A Bayesian Framework for Joint Analysis of Heterogeneous Neuroscience Data

Project Summary

This paper addresses analysis of heterogeneous data, such as ordered, categorical, real and count data. Such data are of interest in our motivating application, cognitive and brain science, in which subjects may answer questionnaires, and also (separately) undergo fMRI interrogation. A contribution of this paper concerns the joint analysis of how people answer questionnaires and how their brain responds to external stimuli (here visual), the latter measured via fMRI.

Themes and Categories

In this paper we ask a novel and practical question, which to our knowledge has not been considered previously: can one predict the fMRI response (here from the amygdala and the ventral striatum) to external stimuli, based upon knowledge of how the subject answers a questionnaire and genetic data?

A new model is developed for joint analysis of ordered, categorical, real and count data. In the motivating application, the ordered and categorical data are answers to questionnaires, the (word) count data correspond to the text questions from the questionnaires, and the real data correspond to fMRI responses for each subject. We also combine the analysis of these data with single-nucleotide polymorphism (SNP) data from each individual. The questionnaires considered here correspond to standard psychological surveys, and the study is motivated by psychology and neuroscience.
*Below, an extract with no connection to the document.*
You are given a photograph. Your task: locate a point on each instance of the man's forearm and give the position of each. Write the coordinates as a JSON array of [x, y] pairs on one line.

The proposed Bayesian model infers sparse graphical models (networks) jointly across people, questions, fMRI stimuli and brain activity, integrated within a new matrix factorization based on latent binary features. We demonstrate how the learned model may take fMRI and SNP data from a subject as inputs, and predict (impute) how the individual would answer a psychological questionnaire; going in the other direction, we also use an individual's SNP data and answers from questionnaires to impute unobserved fMRI data. Each of these two imputation settings has practical and theoretical applications for understanding human behavior and mental health, which are discussed.